Three remaining members of staff decided to close early and none of them made any attempt to contact you about it.
The reason for this decision to close early seems to be that your child was the only one left and they fancied an earlier than planned start to a night in the pub under the banner of having an early Christmas Party.
The staff member you like, trust and have a private arrangement to pay to bring your daughter home if you are not there had an emergency and you seem very understanding about her reasons for leaving early and not contacting you. You had sent her a text to say you would be there by closing time to pick up your daughter anyway, so she had no need to get in touch with you or assume her colleagues would decide to pack up and leave 20 minutes before they were due to finish work, 5 minutes before you arrived in what you thought was (and what should have been) plenty of time to collect your daughter yourself.
The person who drove her home is someone who has previously upset your daughter by ridiculing her about her birthmark and who shouted at her to force her into the car and dismissed her requests for you to be contacted.
This person then wandered around your house, for reasons we do not know, perhaps to check everything was okay, perhaps to just be a nosey cow.

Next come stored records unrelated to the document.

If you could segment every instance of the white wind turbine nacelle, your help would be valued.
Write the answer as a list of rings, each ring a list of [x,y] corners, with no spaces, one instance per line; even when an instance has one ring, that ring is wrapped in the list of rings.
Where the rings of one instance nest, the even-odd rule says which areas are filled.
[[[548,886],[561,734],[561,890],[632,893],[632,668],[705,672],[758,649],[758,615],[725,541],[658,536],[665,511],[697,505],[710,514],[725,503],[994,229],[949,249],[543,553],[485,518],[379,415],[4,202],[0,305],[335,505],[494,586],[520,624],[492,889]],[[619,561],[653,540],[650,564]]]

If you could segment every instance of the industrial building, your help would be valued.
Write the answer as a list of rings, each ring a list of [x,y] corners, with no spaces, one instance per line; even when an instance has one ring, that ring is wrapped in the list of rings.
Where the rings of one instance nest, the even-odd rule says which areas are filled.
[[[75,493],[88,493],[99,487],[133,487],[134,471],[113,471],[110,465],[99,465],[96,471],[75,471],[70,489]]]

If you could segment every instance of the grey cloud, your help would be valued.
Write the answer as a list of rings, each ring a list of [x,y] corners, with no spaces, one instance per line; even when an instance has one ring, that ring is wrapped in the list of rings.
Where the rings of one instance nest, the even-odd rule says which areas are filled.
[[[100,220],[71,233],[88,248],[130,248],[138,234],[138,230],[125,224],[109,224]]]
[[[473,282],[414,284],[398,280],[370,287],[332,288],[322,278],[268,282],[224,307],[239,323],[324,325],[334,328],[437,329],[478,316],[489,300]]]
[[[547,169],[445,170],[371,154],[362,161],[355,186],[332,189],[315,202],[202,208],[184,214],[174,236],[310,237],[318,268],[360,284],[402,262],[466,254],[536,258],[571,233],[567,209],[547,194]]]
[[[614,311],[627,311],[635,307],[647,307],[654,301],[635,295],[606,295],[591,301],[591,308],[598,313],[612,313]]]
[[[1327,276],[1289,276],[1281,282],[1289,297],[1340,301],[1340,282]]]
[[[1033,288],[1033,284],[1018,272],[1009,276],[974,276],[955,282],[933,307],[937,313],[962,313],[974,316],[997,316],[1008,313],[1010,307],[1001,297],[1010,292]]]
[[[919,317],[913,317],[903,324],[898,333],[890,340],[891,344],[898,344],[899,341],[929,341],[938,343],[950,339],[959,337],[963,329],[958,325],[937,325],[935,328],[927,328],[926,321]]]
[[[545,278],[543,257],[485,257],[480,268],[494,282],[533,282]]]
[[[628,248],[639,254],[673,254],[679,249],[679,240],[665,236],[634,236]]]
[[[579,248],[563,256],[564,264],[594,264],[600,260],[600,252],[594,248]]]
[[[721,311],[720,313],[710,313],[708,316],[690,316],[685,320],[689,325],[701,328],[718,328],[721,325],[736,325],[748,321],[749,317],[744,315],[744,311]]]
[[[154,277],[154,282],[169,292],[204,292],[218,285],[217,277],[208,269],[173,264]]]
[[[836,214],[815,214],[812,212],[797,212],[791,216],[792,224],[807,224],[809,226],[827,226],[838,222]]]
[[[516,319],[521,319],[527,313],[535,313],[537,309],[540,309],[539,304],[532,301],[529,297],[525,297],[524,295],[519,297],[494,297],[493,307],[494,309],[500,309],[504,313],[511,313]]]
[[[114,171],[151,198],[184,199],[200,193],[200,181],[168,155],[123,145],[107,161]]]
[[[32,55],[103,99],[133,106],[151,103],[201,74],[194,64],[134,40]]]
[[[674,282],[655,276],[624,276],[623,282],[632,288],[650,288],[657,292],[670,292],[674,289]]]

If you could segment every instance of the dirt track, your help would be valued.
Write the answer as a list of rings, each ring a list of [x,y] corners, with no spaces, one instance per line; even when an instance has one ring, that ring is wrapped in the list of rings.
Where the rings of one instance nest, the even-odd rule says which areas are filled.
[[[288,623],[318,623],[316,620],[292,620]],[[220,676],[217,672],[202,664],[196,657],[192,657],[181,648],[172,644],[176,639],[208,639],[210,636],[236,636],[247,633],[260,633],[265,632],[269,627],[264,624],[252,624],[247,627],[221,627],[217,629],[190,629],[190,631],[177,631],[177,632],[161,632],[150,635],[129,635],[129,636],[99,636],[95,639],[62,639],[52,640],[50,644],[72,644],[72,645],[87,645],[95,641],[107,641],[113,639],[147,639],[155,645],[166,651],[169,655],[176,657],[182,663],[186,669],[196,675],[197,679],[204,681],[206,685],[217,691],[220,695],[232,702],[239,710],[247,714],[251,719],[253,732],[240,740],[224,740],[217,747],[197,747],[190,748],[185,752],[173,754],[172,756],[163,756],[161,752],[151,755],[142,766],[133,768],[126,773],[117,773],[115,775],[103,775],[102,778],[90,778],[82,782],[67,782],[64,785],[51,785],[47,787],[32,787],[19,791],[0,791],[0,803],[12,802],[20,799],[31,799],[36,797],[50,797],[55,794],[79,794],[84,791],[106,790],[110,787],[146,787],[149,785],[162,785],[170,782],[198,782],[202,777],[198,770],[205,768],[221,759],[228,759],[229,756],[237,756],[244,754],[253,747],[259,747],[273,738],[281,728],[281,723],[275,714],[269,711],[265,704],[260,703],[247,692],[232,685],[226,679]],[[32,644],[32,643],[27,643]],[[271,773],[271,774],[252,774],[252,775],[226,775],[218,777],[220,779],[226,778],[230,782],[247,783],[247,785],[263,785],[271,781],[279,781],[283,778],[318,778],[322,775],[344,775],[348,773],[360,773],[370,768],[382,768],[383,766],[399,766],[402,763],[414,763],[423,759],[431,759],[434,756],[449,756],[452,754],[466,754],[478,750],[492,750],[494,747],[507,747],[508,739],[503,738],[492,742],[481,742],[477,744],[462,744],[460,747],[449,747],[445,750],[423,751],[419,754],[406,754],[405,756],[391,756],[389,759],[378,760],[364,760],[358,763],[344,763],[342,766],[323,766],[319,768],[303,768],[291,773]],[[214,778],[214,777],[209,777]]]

And she then left your daughter alone for over an hour with you none the wiser about all of this.
I think you are getting a hard time for no good reason.Your daughter is only ten and not all ten year olds are used to being left alone and they don't all know what to do for the best when the unexpected happens or cope well.
It's no wonder your daughter was upset when an adult who has previously ridiculed her has then insisted she break your very clear rules about getting into cars without your permission and dismissed her when she said you ought to be contacted.
Now maybe you should have complained earlier about this woman making nasty comments about your daughters birth mark and perhaps you could have found alternative after school care. But if your daughter is otherwise happy there and you have a good relationship with at least one other member of staff and are happy with the others then I can see why you would leave your daughter at that club, especially if the staff member you don't like isn't usually in sole charge of the children or your daughter in particular. I once had a teacher who took great pleasure in making her students blush and she would mock one boy's stammer and never failed to have him read out in class, just so she could copy him and laugh as he got more and more embarrassed and his stammer got worse. His parents complained but still kept him at the school.
And with hindsight it would have been a good idea for you to ring home when you arrived at the club and it was closed, as you would have assumed the trusted worker had gone there with your daughter, just to check that everything was okay since the club had closed early and they were gone even though you had already told her you were already on the way.
But in no way can they claim they did you, your daughter or their colleague a favour by shutting up shop early with no attempt to contact you and then shouting at a child to make her do something she didn't want to do, just so they could get an early start at the pub.